Oracle’s fix to this potential problem, however, is also hinted at in the article you linked to: “Innodb does not log full pages to the log files”. That’s an interesting sentence because , you see, Oracle does write full pages to the logs! I should immediately qualify that: it only does so when you take a “hot backup” using O/S copy commands -because it’s only then that you have to worry about the problem. In other words, you only have to worry about the fact that you can only apply redo to an internally consistent database block if you’re actually in the business of applying redo… and you’re only doing that in the event of a recovery. And complete recoveries in Oracle (as opposed to mere crash recoveries) require you to have restored something from backup. So, it’s only during the backup process that you only have to worry about the problem of fractured blocks -and so it’s only then that Oracle says, ‘if you have put the tablespace into hot backup mode (alter tablespace X begin backup), then the first time a block of data is changed, the entire block should be written in a consistent state into the redo (transaction) logs. Then, if the datafile copy of the block in the backup turns out to be fractured, we’ve got a known good copy in the redo we can restore in its place. And once you have a clean block as a starting point, you can continue to apply redo from that point on’.

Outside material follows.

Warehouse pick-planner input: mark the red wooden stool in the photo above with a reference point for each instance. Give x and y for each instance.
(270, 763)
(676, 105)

Oracle has an alternative (and more up to date) mechanism for achieving this “I know your data block is clean” starting state, though. It’s called RMAN -the Oracle backup and recovery tool. Unlike your OS copy command, it’s an Oracle utility… so it understands the concept of Oracle blocks, and it can therefore check that a block that’s been copied has been copied consistently, with all its constituent OS ‘pages’ written coherently to disk in the same state. It knows how to compare input and output in a way no OS command could ever hope to do. So when RMAN copies a data block hot, it reads the copy, compares it with the original -and if it sees the copy is fractured, it just has another go copying the block again. Repeat until the copy is indeed verified as a good copy of the original. No need to write the block into the transaction log at all, because you know that the backup file itself contains the necessary clean block copy.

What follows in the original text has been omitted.